I drove up to San Francisco (yes, drove) this past weekend to attend the annual Macworld/iWorld trade show for all things Apple. There were some things of general interest and even some things of interest to potential or current app developers.
In brief, Macworld showcases Apple related third party products and apps in a showroom at the Moscone Center which also contains two stages for shows, speeches and presentations. There are also talks in sequestered halls for aspiring power users on features of OS X and iOS, but I declined this portion. The app that stood out most for me was BuyVia. It’s an alternative to RetailMeNot and has a far superior UI, simple access to more coupons and makes RetailMeNot look like it was developed by fifth graders. Oh, and retailers accept BuyVia coupons from your phone so you don’t have to print them out. I highly encourage shoppers to check out BuyVia.
There were a few products that appealed to beginning mobile designers and developers (for whom I write this blog for).
The most intriguing was a new 3 part book series written by Kevin J. McNeish. I spent a few minutes speaking with Kevin and he strikes me as a superior authority on writing for iOS. As evidenced by his graying hair, he’s been coding for over thirty years and clearly knows his stuff. Although I haven’t yet had time to dive into his trilogy, I feel comfortable recommending it and in fact, I’m certain I’m going to read at least book 2 at some point. His books are available in some Barnes and Noble stores as well as major digital retailers. The iBooks versions come with helpful embedded videos and all readers can interact with and ask questions of Kevin on his online forum. Check Kevin out and let me know what you think of his books.
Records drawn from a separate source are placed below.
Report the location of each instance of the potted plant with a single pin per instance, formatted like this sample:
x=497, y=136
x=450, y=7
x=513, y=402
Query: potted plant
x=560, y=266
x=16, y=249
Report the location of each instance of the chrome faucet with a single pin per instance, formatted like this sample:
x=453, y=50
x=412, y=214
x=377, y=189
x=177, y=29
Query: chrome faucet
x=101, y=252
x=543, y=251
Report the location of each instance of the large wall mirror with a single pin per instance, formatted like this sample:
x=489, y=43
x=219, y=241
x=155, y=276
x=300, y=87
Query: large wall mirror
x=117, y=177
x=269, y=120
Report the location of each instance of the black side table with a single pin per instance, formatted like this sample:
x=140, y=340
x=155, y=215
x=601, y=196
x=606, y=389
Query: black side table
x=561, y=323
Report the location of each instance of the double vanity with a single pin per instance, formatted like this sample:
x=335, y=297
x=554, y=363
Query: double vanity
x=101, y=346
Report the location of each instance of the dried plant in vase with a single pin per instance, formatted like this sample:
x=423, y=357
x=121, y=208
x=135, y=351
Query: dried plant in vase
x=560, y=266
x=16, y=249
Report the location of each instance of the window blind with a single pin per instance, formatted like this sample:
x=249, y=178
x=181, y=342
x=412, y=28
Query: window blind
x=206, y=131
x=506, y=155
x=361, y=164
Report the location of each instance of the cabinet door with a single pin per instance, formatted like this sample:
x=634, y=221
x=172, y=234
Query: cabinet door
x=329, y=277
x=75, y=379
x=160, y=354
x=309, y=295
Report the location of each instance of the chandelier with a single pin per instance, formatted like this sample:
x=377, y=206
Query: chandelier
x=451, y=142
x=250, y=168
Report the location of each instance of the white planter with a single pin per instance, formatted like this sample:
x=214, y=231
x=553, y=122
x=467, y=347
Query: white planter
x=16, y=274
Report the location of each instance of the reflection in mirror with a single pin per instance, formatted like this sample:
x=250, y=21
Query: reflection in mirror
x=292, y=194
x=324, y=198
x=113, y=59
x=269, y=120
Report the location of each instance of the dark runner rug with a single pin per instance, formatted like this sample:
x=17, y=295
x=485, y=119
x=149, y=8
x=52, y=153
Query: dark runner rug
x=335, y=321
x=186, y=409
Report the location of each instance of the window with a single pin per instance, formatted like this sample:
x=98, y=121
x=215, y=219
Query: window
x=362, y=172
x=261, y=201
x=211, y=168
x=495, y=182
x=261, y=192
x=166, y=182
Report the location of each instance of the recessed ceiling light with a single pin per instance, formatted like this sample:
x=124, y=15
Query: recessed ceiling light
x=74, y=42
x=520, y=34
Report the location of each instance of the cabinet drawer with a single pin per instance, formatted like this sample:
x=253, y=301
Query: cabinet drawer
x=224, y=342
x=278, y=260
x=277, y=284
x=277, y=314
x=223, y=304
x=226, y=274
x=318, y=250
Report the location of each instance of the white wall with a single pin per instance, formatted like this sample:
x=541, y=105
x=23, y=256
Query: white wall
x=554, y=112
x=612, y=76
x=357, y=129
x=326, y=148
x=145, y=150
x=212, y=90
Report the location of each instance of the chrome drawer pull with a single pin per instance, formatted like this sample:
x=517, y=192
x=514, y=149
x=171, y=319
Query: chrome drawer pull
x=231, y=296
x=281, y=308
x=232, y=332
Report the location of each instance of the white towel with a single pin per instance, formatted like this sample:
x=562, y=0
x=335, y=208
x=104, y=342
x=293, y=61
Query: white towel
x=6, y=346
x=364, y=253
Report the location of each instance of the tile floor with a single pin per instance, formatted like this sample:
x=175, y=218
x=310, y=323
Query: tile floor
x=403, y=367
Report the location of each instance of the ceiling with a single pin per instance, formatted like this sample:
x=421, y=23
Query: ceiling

Of note to devs, the portion of the room specially for developers to show off their apps is excellent for getting lots of traffic and showcasing your product fast. Attendees filter through at a rapid rate and it’s rather easy to strike their interest. As developers can often be of the introverted breed, I saw some struggle reaching out and pulling people in; if you’re ever considering exhibiting, it should be noted that you will require some sales skills in order to make it worth your buck.